The first-name use was almost exclusively male and quite rare until the 1990s, when American parents began applying it to girls in measurable quantities. The crossover follows the same pattern as Avery, Madison, and Harper: surname-origin names that read as fresh and modern when applied to girls, regardless of their original gender.
The Grey's Anatomy effect, dissected
Dr. Addison Montgomery appeared on Grey's Anatomy from 2005 to 2007, then carried the spinoff Private Practice from 2007 to 2013. The character's premiere coincided exactly with Addison's chart peak, but the name was already climbing fast before 2005 — it was at #145 in 2000, a level that suggests strong momentum independent of any single show.
The more accurate read is that Grey's Anatomy reinforced and accelerated an existing trend rather than creating it. The character's professional, slightly imperious register also matched the name's surname-feel positioning, which probably contributed to parental adoption.
The Maddie problem revisited
The counter-reading: Addison shares the Addie/Maddie nickname space with Adeline, Madelyn, and similar names. The cumulative "Maddie/Addie" count in any current kindergarten class is meaningfully higher than any single name's rank suggests. Parents picking Addison in 2025 should expect the nickname convergence to be persistent, and may want to consider whether they actually want the surname-formal full name or the casual short form.

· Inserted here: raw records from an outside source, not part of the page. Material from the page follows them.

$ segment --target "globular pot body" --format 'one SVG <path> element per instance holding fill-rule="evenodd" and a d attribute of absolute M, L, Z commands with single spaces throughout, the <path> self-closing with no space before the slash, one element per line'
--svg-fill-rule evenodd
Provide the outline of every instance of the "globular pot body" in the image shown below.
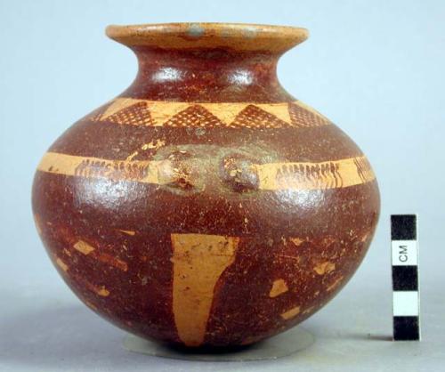
<path fill-rule="evenodd" d="M 247 344 L 348 281 L 379 214 L 373 171 L 339 128 L 283 90 L 303 28 L 109 27 L 140 70 L 38 166 L 36 226 L 94 311 L 143 337 Z"/>

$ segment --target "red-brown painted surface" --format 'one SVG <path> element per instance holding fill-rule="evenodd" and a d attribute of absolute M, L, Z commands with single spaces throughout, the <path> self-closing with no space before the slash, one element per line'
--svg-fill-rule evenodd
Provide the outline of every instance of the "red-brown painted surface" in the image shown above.
<path fill-rule="evenodd" d="M 302 28 L 114 27 L 140 71 L 49 149 L 36 222 L 73 291 L 139 336 L 247 344 L 298 324 L 372 239 L 377 184 L 360 149 L 279 85 Z"/>

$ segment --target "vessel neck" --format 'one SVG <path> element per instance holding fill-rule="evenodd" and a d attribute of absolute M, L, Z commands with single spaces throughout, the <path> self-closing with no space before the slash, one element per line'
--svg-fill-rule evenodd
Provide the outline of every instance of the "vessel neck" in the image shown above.
<path fill-rule="evenodd" d="M 123 95 L 197 102 L 290 101 L 280 85 L 280 54 L 258 51 L 133 46 L 139 71 Z"/>

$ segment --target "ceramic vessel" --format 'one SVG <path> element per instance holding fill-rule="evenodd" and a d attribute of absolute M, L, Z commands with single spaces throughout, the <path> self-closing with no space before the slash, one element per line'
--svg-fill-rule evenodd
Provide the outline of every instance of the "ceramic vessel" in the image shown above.
<path fill-rule="evenodd" d="M 360 263 L 379 194 L 360 150 L 277 79 L 307 31 L 107 35 L 135 53 L 137 77 L 51 146 L 34 182 L 64 280 L 117 326 L 187 346 L 251 344 L 317 311 Z"/>

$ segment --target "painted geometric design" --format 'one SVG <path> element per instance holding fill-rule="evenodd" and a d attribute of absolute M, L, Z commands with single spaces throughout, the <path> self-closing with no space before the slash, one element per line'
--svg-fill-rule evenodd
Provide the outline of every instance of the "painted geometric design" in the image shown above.
<path fill-rule="evenodd" d="M 195 103 L 117 98 L 87 118 L 113 124 L 231 128 L 310 127 L 331 124 L 301 101 Z"/>
<path fill-rule="evenodd" d="M 239 238 L 207 234 L 171 234 L 174 267 L 173 313 L 186 345 L 204 341 L 214 288 L 233 263 Z"/>
<path fill-rule="evenodd" d="M 203 166 L 202 158 L 187 161 L 187 166 L 193 169 Z M 75 177 L 169 185 L 181 181 L 178 178 L 181 173 L 174 171 L 180 166 L 181 164 L 170 160 L 113 160 L 47 152 L 37 169 Z M 253 164 L 248 172 L 252 173 L 248 176 L 258 180 L 257 190 L 269 190 L 339 189 L 375 179 L 369 163 L 363 156 L 318 163 Z M 193 178 L 188 180 L 190 184 L 194 181 Z"/>
<path fill-rule="evenodd" d="M 237 115 L 230 126 L 259 129 L 281 128 L 283 126 L 290 126 L 290 125 L 259 107 L 251 104 Z"/>
<path fill-rule="evenodd" d="M 137 102 L 128 106 L 116 114 L 107 117 L 107 121 L 131 125 L 153 125 L 147 102 Z"/>
<path fill-rule="evenodd" d="M 289 115 L 295 126 L 320 126 L 330 124 L 329 120 L 321 115 L 295 103 L 289 103 Z"/>
<path fill-rule="evenodd" d="M 190 106 L 174 115 L 163 126 L 219 126 L 223 123 L 201 105 Z"/>

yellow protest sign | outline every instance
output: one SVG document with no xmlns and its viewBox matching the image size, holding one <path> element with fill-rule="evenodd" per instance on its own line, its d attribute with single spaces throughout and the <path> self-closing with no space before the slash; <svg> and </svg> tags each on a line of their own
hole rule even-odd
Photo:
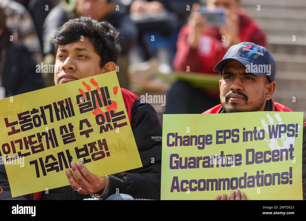
<svg viewBox="0 0 306 221">
<path fill-rule="evenodd" d="M 161 199 L 302 200 L 303 112 L 164 114 Z"/>
<path fill-rule="evenodd" d="M 116 72 L 0 100 L 12 196 L 69 185 L 80 161 L 102 176 L 142 166 Z"/>
</svg>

Addison's decline since 2007 has been steady but not steep, suggesting the name is settling into a long-term home in the #50-100 range rather than collapsing. Sibling pairings on naming forums lean toward the surname cluster: Addison and Harper, Addison and Avery, Addison and Kennedy. Middle names tend short and punchy: Addison Rose, Addison Mae, Addison Grace, Addison Jane. The three-syllable first works with either short or longer middles, but parents tend to pick short to keep the surname-modern register clean.